The control arm participants received daily text messages during the entire 18 month study informing them whether or not they had achieved the previous day’s step goal. There were three interventions arms. The first was the “gamification” arm.  At the beginning of each week of the intervention period they received 70 points. For each day they failed to meet their step goal, 10 points were subtracted. At the end of the week, those with 40 or more points moved up a level in the game, and those with less moved down a level. The second was the “financial incentive” arm. Each week $14 was placed in a virtual account, and each day participants failed to hit their step goal, $2 was deducted from the account. The third was the “combination” arm, which received both the gamification and financial incentive interventions.  After the 12 month intervention period, all the intervention arms received text messages informing them of whether or not they hit their previous day’s step goal for the next 6 months, similar to the control arm.

 

A total of 101,664 patients were contacted and offered enrollment. Of these, 1,062 were randomized, with a mean age of 67 +/- 8 years; 60% were female and 25% were Black. The mean baseline daily step count was 5030 +/- 1599. Overall, 973 participants (91.6%) completed the 12-month intervention and 950 (89.4%) completed the entire 18-month study. For the primary outcome at 12 months, the mean daily step count from baseline increased by 1418 for the control group, 1954 for gamification arm (+538 over control), 1915 for the financial incentive arm (+492 over control), and 2297 for the combination arm (+868 over control). This represented about 10% more steps in each of the intervention arms compared to the control arm.
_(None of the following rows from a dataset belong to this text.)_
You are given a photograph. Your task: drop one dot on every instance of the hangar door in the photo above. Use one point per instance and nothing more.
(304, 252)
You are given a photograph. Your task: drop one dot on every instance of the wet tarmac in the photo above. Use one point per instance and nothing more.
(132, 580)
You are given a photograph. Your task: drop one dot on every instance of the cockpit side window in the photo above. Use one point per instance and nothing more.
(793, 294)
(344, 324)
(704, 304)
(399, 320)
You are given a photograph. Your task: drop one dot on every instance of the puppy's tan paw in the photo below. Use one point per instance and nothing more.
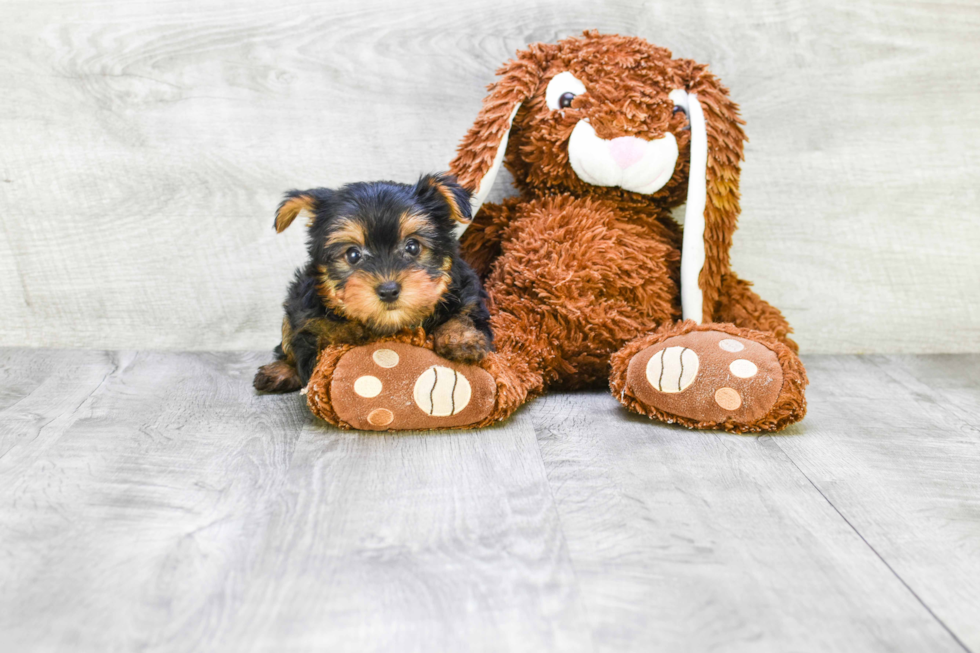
(277, 377)
(460, 341)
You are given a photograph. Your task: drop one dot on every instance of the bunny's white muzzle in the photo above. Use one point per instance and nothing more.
(631, 163)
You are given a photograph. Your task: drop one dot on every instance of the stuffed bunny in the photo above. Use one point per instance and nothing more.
(591, 282)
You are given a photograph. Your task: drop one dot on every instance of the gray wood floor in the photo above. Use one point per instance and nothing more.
(150, 501)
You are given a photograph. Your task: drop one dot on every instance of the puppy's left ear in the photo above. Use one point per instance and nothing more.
(446, 189)
(298, 201)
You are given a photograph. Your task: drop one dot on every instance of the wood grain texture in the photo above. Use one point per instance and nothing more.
(145, 145)
(894, 444)
(701, 541)
(153, 502)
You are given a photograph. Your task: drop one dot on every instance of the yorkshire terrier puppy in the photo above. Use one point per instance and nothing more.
(383, 257)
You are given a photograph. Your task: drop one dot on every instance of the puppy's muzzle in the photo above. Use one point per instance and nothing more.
(388, 291)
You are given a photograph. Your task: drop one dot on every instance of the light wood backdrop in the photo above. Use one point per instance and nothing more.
(144, 145)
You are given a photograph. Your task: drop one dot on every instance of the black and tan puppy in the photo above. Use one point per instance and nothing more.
(383, 257)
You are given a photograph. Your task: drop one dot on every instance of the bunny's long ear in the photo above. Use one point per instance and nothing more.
(481, 152)
(712, 210)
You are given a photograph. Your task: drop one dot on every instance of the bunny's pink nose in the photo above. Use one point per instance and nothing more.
(627, 150)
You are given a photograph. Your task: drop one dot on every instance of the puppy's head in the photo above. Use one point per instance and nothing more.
(383, 250)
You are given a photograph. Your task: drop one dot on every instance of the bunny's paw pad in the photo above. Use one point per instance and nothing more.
(396, 386)
(708, 376)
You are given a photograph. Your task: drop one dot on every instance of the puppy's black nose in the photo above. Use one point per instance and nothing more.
(388, 291)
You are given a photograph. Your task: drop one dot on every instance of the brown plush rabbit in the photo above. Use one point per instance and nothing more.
(590, 280)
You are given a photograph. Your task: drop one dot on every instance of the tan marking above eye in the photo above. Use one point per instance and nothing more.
(348, 232)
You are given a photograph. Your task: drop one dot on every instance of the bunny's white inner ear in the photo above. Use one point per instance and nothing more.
(486, 184)
(692, 250)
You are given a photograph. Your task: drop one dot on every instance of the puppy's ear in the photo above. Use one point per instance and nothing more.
(297, 201)
(446, 189)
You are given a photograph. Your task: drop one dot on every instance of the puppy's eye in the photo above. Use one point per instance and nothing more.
(562, 89)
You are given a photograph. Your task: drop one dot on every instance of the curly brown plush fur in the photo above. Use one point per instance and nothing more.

For the secondary outcome at 18 months, only the combination arm had a statistically significant increase in step count from baseline compared to the control arm. Participants in all four arms had an average increase in moderate to vigorous physical activity of at least 40 minutes from their baseline.

 

Limitations of this study include generalizability, as all participants were in the same primary care network and self-volunteered for this study, and lack of clinical endpoints. However, potential advantages include the automated nature of the interventions and scalability.

 

Dr .Alexander Fanaroff of the University of Pennsylvania concluded: “This is one of the largest and longest-duration randomized trials of a home-based intervention to promote physical activity… The gamification and financial incentives interventions were equally effective, but the combined intervention was significantly more effective than either intervention alone… Our findings show that interventions based on techniques from behavioral economics can achieve and sustain increased levels of physical activity in a population with risk factors for cardiovascular disease and could be another tool to help reduce cardiovascular risk.”